Erst kürzlich gab das weltweit tätige Biotechnologie-Unternehmen HuidaGene Therapeutics bekannt, dass die FDA dem Antrag des Unternehmens auf Prüfung eines neuen Medikaments mit dem Entwicklungsnamen HG202 stattgegeben hat. Es handelt sich um die weltweit erste CRISPR/Cas13-RNA-Editierungstherapie für den klinischen Einsatz zur Behandlung der neovaskulären altersbedingten Makuladegeneration (nAMD), von der weltweit Millionen Menschen betroffen sind. Dabei wird die Cqw13-Ribonuklease an die mRNA des VEGF-A (vaskulärer endothelialer Wachstumsfaktor A) herangeführt, um diese zu schneiden und damit zu inaktivieren. Dies wäre eine neue Option zur Behandlung der Augenerkrankung, die nicht an der VEGF-Rezeptor-Interaktion ansetzt, sondern direkt in die VEGF-Synthese eingreift.

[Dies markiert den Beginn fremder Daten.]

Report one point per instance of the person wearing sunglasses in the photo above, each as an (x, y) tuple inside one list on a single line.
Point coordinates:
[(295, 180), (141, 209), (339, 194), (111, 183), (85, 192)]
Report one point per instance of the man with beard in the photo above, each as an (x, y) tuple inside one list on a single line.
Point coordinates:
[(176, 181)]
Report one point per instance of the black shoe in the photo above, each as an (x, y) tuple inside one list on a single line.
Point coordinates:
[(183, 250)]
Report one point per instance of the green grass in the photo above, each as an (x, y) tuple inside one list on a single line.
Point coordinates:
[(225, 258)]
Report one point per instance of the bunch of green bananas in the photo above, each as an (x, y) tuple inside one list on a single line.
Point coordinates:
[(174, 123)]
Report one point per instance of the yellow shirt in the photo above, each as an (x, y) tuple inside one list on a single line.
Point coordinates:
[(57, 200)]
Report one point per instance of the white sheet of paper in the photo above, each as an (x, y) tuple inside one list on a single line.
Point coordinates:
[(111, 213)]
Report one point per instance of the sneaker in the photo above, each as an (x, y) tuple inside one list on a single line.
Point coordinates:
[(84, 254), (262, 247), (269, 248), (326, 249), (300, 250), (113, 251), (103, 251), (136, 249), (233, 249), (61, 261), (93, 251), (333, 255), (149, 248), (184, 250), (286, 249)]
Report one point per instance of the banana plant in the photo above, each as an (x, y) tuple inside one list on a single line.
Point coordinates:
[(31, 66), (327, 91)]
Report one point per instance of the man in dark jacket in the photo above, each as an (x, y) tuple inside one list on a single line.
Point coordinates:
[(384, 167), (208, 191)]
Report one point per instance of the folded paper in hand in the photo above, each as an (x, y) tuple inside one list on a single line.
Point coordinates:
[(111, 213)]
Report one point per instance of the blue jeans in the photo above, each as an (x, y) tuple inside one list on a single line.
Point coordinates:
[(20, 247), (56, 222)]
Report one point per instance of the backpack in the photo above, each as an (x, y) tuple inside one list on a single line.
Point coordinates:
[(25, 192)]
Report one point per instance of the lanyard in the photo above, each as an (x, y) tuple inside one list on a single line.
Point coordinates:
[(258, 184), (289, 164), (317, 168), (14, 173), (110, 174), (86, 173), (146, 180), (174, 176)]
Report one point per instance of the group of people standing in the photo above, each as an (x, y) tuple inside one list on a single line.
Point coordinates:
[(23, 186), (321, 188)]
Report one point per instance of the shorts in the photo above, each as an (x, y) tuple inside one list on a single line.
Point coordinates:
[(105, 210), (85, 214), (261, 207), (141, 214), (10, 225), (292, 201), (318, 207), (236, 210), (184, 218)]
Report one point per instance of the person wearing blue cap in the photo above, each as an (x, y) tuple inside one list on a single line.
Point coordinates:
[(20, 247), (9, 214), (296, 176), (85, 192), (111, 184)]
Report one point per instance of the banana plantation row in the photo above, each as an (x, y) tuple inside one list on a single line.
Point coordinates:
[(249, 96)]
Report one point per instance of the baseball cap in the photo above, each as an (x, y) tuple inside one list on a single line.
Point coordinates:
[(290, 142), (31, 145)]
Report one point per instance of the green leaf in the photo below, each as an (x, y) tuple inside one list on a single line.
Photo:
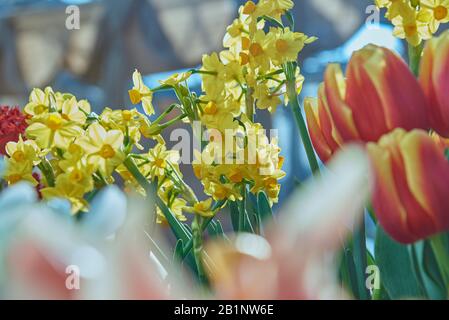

Wie relevant die verschiedenen Varianten der CRISPR/Cas-Technologie künftig für die Klinik sein werden, lässt ein Blick auf die Liste der laufenden klinischen Studien erahnen. Auf der Plattform ClinicalTrials.gov finden sich unter dem Suchbegriff »CRISPR« derzeit 112 Einträge. Darüber hinaus ist die Technologie mittlerweile konkurrenzlos, wenn es darum geht, spezifische Krankheitsmodelle für die präklinische Entwicklung neuer Therapien zu etablieren und zu testen.
Abschließend sei erwähnt, dass dieses System ein Produkt der Evolution und keine Erfindung des Menschen ist, was nach wie vor die Bedeutung der biologischen Grundlagenforschung unterstreicht.
Theo Dingermann studierte Pharmazie in Erlangen. Nach Promotion und Habilitation war er bis 2013 Geschäftsführender Direktor des Instituts für Pharmazeutische Biologie an der Goethe-Universität Frankfurt am Main. Jetzt ist er Seniorprofessor der Universität. Die Apotheker kennen ihn als Referenten und Autor von wissenschaftlichen Fach- und Lehrbüchern. Der PZ ist er seit April 2010 als externes Mitglied der Chefredaktion und aktuell als Senior Editor verbunden.